|The Wild Oats Project by Robin Rinaldi|
As part of what the couple called the Wild Oats Project, Robin moved into an apartment a few blocks away from their marital home in San Francisco; on weekdays, she lived in that apartment, attended sexuality-based workshops, and slept with other people. On weekends, she returned home and lived monogamously with her husband.
When I first heard about this memoir, I knew I had to read it. Wanting kids is a major thing, as a couple or as an individual; I admire Robin's decision to, rather than sit back and lament the fact that they'd never have kids, take matters into her own hands and use this as an opportunity to gain more experiences. Open marriages are certainly not for everyone, and I think it took a lot of courage to suggest it, let alone embark on the journey that she did. This wasn't just some excuse to sleep with other people and have a wild time; she wanted to explore her sexuality and her Self and learn more about who she is, which she undoubtedly did.
Robin is very honest in The Wild Oats Project. She discusses the good and the bad experiences she had - with her husband, her lovers, her friends - and she never glazes over the difficult or emotional parts of the Project. There are a lot of life lessons contained in this book - it really made me think about the possibilities in life, in time, in people.

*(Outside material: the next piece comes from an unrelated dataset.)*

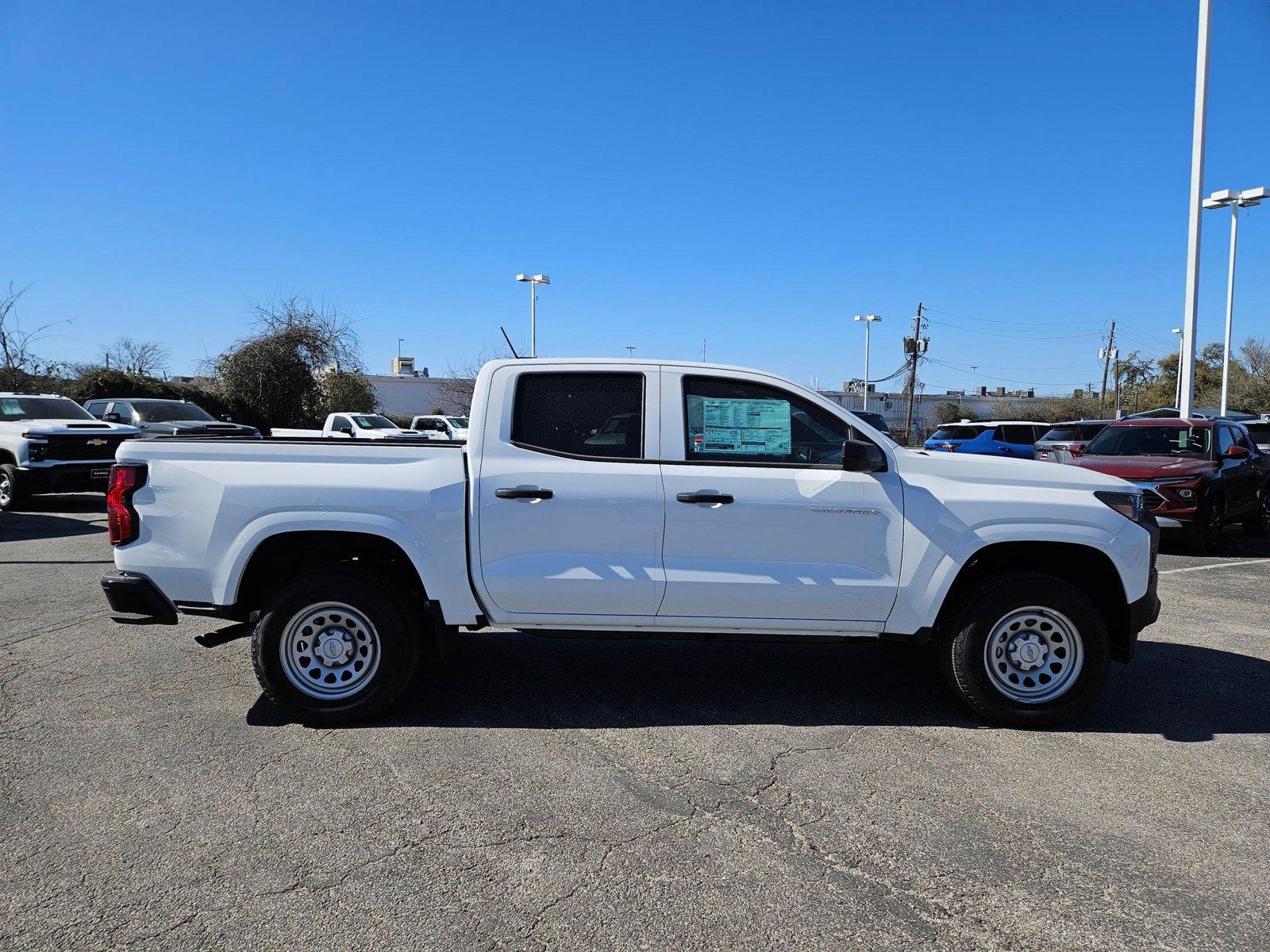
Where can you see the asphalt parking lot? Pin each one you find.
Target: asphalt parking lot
(595, 795)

This book is a real eye-opener in a lot of ways. Not only did it make me think, but it also opened my eyes to an entire subculture I never knew existed. Did you know you could take a course on Orgasmic Meditation? Yeah, me neither! But Robin attended many fascinating workshops and she details her experiences at many of them.

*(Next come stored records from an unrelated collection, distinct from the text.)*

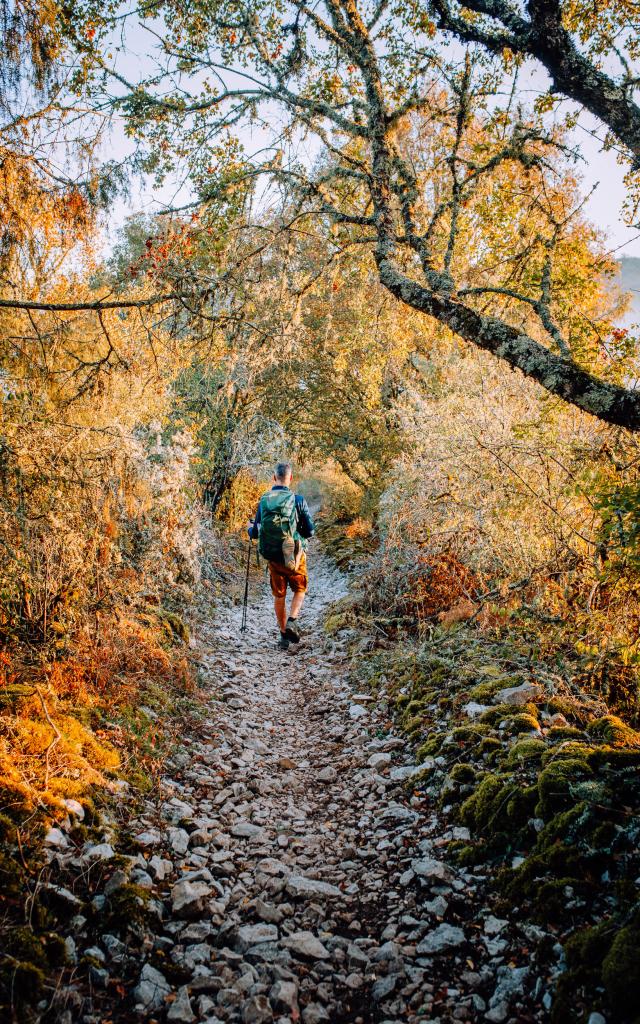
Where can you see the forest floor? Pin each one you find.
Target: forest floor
(285, 867)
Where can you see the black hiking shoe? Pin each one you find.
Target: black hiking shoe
(293, 630)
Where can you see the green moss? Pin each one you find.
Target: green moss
(521, 723)
(127, 906)
(466, 733)
(491, 744)
(463, 773)
(525, 752)
(555, 785)
(564, 732)
(484, 691)
(414, 726)
(613, 731)
(430, 748)
(585, 951)
(613, 757)
(23, 983)
(499, 809)
(567, 752)
(24, 944)
(621, 968)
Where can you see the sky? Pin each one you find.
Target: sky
(598, 169)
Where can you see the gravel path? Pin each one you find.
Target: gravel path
(291, 873)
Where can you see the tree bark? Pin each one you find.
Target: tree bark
(559, 376)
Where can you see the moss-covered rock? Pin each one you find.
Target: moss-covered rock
(621, 971)
(613, 731)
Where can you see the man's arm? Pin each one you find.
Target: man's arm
(305, 523)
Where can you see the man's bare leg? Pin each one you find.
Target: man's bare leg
(296, 604)
(280, 604)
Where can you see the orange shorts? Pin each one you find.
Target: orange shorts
(280, 577)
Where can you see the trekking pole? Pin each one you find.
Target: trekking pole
(243, 628)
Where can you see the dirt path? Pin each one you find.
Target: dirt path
(290, 873)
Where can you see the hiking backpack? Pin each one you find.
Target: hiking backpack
(279, 540)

I also really liked the inclusion of music in the book. Throughout, there are mentions of songs, bands, and albums, so it's like you have a playlist to go along with the story.
Married or not, I think a lot of people probably fantasize about having the kind of life adventure Robin did with the Wild Oats Project. This memoir takes you through the possible ups and downs and shows you one brave woman's experiences. And depending on what you take from the book, it could either be taken as a cautionary tale or an encouragement to follow your desires, no matter the cost.
*This book was sent to me by Penguin Random House Canada in exchange for an honest review.